You aggregate attribute values by applying an operation (sum, average, min/max, etc.) to one or more attributes and then grouping the derived result by an attribute.

For example, you could aggregate the average of a Standard Cost attribute and group the result by a Product Category. In that case, you get the average cost of each item in a particular product category.

Or, you could aggregate the minimum and maximum values of a Standard Cost attribute and group the results by a Product Category. In that case, you get the lowest cost of each item in a category and the highest cost of each item in a category.

Aggregating attribute values provides a way to consolidate data into a new derived attribute for further examination. And in some cases, the new derived attribute values are often used before you perform additional operations such joining one data set with another data set.

Some attributes have a data type that make them unavailable for aggregation.
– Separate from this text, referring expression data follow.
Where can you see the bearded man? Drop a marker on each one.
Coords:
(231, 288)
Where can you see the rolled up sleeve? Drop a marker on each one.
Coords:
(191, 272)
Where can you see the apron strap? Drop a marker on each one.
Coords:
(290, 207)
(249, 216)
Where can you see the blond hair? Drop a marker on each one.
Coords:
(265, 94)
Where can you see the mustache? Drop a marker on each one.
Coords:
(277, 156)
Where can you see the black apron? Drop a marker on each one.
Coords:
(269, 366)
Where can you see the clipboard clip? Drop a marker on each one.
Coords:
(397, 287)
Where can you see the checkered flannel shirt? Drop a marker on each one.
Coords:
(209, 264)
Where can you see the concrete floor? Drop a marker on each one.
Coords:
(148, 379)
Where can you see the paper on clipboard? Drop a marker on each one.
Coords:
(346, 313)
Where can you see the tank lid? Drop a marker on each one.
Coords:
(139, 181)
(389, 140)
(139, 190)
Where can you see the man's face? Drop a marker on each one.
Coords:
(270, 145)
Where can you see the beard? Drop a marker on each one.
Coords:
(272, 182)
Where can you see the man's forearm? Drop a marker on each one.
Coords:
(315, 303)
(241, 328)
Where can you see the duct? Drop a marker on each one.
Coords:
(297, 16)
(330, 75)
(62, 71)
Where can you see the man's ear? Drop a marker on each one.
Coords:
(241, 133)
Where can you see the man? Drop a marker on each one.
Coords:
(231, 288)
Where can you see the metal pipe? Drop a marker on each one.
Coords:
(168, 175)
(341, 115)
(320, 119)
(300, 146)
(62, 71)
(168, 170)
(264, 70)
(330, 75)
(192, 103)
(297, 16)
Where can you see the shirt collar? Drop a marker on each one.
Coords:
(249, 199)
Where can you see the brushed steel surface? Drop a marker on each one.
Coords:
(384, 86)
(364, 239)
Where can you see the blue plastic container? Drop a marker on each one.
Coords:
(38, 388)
Specifically, multi-assign and geocode attributes display in the Aggregate editor as unavailable.

Some operators can only transform attributes of a particular data type. The average, sum, standard dev and variance operators can only used with numeric attributes. The min and max operators can be used with numeric attributes and date time attributes.

Aggregation operators

The supported aggregation operators are sum, average, min, max, , records with values, and unique values. In addition to these operators, you might also have set, variance, and standard dev if the df.advancedSparkAggregationsEnabled property is set to true on the Control Panel > Studio Settings page.

Table 19-1 Aggregation operators

Operator Description
sum Finds the sum of all values in the attribute.
average Finds the average of all values in the attribute.
min Finds the minimum value of all values in the attribute.
max Finds the maximum value of all values in the attribute.
records with values Finds the number of records with values in the attribute.
unique values Finds the number of unique values in the attribute.
set Optionally enabled. Finds the set of matching values in the attribute.
variance Optionally enabled. Finds the variance between a set of values.
standard dev Optionally enabled. Finds the standard deviation for the attribute values.

Interaction with data set updates

Aggregated attributes are calculated based on values from one point in time. If you run a transformation script with an aggregation and then reload or update a data set, you have to re-run the transform script with the aggregation using the updated data. In other words, the values in an aggregated attribute have been collapsed during the aggregation, and you need the un-aggregated values to run subsequent updates.